Wow. Gotten that one from people after they ask what I do for a living, not someone actually in aviation though.
Had a fellow FO at a company I work for that would wear his uniform shirt and pants (minus epaulets I believe) on a saturday night date with his new gf. When someone pulled him to the side and said wtf, his reply was "just trying to get laid".
He was also a gem that would tell you without you asking that he was typed in the c-500 just before producing his certificate, with a concocted story about how this was possible. In reality he bought it and had no time associated with the type. His total time would vary by hundreds of hours depending on who he was talking to (600-1400hrs), 600 ballpark was correct.

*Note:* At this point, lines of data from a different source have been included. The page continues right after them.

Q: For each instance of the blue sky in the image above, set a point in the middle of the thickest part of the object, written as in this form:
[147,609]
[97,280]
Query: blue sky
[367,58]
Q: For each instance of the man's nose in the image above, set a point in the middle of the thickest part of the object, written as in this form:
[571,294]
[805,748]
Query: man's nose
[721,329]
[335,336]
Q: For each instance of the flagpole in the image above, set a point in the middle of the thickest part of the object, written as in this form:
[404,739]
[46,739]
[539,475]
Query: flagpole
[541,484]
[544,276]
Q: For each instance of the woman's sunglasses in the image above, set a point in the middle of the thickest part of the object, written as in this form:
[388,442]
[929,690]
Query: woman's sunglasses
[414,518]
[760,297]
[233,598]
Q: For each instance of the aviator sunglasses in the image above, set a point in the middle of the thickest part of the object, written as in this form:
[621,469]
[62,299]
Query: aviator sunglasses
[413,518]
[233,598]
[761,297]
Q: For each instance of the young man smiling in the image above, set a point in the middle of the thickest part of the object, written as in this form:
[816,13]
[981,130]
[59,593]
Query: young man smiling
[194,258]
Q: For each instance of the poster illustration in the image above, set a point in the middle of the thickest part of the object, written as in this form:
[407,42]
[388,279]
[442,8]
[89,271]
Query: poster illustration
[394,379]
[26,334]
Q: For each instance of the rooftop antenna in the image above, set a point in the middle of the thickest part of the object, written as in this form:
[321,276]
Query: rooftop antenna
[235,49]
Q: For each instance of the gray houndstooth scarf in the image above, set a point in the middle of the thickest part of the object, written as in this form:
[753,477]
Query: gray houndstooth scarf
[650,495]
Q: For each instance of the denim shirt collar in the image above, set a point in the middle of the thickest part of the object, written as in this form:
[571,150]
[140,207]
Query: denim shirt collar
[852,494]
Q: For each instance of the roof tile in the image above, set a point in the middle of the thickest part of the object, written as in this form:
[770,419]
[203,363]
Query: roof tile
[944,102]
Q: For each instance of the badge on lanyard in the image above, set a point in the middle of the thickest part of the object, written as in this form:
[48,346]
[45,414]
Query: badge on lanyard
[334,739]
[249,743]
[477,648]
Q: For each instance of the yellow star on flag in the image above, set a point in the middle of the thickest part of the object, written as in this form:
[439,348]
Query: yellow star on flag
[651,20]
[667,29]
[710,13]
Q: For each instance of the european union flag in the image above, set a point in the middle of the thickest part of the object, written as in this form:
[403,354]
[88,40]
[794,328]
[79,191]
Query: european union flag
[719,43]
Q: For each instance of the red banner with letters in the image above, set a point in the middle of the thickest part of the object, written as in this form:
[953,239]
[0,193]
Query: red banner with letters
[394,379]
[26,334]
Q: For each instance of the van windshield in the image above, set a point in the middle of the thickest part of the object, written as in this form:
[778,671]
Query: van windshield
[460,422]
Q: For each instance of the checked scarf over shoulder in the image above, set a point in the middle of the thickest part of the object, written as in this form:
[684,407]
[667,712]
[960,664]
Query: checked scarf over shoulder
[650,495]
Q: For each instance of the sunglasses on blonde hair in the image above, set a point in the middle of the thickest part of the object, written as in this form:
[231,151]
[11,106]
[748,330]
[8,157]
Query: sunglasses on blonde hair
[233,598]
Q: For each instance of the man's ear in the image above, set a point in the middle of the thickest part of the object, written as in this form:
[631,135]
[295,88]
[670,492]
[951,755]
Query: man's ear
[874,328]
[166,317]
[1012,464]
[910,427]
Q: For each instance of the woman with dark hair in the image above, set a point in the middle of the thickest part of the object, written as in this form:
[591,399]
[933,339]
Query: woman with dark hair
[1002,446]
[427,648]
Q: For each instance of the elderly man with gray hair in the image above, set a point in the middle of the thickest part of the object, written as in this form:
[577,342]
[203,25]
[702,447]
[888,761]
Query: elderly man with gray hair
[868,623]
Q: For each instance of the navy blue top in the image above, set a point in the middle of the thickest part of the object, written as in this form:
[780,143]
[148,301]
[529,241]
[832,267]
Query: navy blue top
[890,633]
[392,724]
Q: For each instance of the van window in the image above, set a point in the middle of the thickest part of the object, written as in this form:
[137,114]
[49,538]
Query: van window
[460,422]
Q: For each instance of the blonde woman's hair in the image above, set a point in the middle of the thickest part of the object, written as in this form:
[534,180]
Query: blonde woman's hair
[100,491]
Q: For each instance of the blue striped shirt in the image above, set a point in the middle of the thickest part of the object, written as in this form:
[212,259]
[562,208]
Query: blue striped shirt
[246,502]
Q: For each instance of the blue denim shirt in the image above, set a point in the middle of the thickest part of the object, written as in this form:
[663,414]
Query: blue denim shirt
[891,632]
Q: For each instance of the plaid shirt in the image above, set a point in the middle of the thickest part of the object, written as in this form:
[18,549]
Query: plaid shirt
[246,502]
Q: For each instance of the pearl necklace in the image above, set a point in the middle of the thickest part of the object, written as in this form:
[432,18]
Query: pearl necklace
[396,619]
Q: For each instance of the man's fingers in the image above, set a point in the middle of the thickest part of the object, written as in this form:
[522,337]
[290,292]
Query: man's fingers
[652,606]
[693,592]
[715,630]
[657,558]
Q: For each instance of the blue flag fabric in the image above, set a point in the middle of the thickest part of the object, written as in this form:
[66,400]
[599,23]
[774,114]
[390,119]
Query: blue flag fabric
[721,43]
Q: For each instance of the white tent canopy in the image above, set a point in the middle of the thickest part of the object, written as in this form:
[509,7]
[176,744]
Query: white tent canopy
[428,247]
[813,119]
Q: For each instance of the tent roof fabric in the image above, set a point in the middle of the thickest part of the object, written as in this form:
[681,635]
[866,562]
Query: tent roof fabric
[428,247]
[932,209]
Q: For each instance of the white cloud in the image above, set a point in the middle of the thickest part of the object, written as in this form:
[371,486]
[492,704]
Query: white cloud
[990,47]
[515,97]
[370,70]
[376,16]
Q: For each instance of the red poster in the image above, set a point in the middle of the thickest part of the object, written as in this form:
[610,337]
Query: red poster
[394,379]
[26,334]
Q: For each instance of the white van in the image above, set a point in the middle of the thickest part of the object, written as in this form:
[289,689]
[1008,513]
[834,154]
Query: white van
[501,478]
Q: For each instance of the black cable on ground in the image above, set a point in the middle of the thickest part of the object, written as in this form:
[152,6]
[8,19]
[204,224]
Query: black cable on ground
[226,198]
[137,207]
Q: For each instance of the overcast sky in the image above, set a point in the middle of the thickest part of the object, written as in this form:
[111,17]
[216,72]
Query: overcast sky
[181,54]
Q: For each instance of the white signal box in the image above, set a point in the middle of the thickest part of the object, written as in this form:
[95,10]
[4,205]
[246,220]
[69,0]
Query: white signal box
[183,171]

He would also tell stories about when he was a cop and all of the investigations he was on and all the excitement, had to retire b/c he had seen too much (he was 19 or 20 at the time). In reality he was a "reserve" volunteer officer for the local small town police force (the type that do extra security at big local events). An overall tool that liked to talk about his fabricated reality.
Annoying at the time but funny to look back on.